I would have considered the era around 1967’s “Summer of Love” as a perfect time for Jobim to drop a lush, sexy album of new Brazilian songs, but maybe I’m misreading the zeitgeist of those times.
“Wave” hit the market in October, just as the dayglo paint and optimism of those days started to fade into the past, so perhaps it wasn’t perfect timing for a collection of sun-drenched ‘bossa nova’ tunes. Just months earlier, in March, Jobim double-teamed with Frank Sinatra to record “Francis Albert Sinatra and Antonio Carlos Jobim,” an album consisting mostly of Jobim compositions, then fleshed out with standards performed in Jobim’s bossa nova style. It became a hit, climbing into the top 20 as the Summer of Love rolled on, and helped to increase Jobim’s star profile here in the United States, seemingly providing momentum for his future recordings, and yet “Wave” stalled out at #114.

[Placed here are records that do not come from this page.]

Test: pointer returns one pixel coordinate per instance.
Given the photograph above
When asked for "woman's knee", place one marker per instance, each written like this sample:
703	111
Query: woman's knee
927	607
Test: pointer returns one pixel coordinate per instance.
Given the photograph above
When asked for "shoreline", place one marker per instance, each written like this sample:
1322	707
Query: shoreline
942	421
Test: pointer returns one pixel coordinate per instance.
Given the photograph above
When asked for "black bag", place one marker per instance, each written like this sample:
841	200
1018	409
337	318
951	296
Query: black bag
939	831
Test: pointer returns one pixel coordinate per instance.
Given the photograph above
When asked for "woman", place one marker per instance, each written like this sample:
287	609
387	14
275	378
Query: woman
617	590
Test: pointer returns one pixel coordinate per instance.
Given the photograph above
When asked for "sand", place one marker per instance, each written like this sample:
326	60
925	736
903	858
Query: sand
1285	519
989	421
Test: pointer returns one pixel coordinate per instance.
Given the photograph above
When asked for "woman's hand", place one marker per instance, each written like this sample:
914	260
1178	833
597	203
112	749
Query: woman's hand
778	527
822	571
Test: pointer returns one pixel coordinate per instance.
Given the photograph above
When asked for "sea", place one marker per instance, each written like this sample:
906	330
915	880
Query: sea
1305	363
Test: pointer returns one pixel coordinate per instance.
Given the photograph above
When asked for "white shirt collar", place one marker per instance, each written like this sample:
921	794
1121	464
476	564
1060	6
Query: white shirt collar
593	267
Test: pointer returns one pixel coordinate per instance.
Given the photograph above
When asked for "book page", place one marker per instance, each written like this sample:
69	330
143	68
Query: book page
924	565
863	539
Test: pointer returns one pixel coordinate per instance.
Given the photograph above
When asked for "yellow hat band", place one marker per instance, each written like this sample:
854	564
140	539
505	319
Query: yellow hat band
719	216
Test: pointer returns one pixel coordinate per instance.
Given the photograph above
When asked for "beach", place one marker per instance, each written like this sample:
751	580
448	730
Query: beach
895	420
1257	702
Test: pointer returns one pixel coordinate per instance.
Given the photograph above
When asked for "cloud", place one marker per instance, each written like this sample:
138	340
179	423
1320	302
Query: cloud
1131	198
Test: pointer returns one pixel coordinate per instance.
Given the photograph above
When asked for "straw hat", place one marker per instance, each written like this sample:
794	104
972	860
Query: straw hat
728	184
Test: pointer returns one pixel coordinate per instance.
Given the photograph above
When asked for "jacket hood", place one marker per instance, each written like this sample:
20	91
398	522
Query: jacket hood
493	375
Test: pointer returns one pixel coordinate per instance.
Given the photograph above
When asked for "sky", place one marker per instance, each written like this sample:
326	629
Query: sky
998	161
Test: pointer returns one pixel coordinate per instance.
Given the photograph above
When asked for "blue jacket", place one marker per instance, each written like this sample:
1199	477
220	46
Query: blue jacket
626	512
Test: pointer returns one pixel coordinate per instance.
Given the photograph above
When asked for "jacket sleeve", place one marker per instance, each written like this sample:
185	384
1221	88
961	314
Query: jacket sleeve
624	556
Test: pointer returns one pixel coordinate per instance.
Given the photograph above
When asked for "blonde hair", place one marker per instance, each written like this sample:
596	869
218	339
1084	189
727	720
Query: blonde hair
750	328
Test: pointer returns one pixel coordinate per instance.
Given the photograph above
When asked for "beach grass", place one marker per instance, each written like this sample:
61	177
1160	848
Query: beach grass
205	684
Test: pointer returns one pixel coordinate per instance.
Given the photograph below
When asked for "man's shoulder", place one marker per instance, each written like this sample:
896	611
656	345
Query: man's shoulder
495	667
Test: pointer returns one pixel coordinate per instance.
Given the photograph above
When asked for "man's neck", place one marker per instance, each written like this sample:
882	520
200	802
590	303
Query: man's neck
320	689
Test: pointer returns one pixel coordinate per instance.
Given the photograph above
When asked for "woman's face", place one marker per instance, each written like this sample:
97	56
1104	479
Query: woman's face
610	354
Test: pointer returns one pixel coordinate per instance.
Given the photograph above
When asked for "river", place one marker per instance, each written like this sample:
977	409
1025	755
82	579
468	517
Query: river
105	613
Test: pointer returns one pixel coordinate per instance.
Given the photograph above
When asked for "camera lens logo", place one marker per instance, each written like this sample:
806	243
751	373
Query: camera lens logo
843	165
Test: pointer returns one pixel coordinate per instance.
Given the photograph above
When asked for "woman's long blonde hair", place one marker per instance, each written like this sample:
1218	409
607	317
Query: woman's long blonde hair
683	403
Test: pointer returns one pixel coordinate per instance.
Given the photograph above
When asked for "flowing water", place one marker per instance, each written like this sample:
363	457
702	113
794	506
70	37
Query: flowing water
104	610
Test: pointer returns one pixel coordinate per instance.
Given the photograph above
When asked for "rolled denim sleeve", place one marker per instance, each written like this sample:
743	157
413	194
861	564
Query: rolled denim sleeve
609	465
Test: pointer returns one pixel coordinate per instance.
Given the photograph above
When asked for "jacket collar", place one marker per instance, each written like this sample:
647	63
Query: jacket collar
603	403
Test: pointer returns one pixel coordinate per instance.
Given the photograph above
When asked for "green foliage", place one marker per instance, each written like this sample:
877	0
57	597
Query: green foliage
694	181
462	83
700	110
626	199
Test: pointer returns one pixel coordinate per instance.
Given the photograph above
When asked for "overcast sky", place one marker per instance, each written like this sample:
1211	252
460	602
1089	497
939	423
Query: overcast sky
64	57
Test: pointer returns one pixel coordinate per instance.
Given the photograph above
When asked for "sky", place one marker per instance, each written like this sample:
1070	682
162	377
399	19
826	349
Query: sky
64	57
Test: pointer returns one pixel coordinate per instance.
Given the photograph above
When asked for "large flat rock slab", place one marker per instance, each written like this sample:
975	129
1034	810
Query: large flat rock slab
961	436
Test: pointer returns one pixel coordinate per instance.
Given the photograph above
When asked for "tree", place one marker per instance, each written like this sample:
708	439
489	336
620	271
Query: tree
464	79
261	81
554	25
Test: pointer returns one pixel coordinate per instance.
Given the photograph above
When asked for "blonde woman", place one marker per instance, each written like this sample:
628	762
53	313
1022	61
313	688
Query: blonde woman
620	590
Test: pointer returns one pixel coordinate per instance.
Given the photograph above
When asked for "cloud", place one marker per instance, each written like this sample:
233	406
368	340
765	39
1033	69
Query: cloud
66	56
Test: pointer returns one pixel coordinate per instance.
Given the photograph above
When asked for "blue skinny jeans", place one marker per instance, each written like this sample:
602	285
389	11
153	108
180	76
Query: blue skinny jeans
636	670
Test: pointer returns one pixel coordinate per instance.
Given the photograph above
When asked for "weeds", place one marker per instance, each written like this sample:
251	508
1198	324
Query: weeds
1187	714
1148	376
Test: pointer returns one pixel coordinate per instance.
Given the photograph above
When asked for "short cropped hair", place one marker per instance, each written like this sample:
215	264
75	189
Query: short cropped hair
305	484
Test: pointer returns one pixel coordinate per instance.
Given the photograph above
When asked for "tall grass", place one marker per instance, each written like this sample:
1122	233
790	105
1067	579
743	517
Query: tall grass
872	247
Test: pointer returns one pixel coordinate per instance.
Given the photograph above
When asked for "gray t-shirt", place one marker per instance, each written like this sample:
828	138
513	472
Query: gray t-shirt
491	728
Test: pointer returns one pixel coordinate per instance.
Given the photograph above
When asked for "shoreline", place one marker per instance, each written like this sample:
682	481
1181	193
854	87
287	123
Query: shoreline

Is there any album anywhere, ever, that can qualify as being more sultry than “Wave”? This is some of the sexiest music ever laid down by human beings, evoking a sense of exotic, sun-drenched, peaceful satisfaction. The cover photo of a giraffe walking on the beach perfectly evokes the music contained inside, suggesting an alluring, gentle beauty that is almost mystical in its power and thoroughly transfixing. The recordings are built around the jazz rhythm section of Ron Carter (double bass) and Claudio Sion (drums), with gentle percussion weaving through a string section that drifts by like a gentle breeze through a bedroom window. Over this, Jobim picks at his guitar with a rhythmic certainty that falls somewhere between a poolside reverie and a dream state. The music has a timeless, ageless quality that paradoxically managed to be out of time when it was released.
With the Vietnam War spiraling out of control and a socio-political atmosphere climbing toward unimaginable violence, “Wave” represented a type of beauty that most of us could not summon. It was a perfect aural representation of peace and love, available at a time when it was most needed, but we missed it. The times have changed and luckily the music still lingers. “Wave” will never grow old.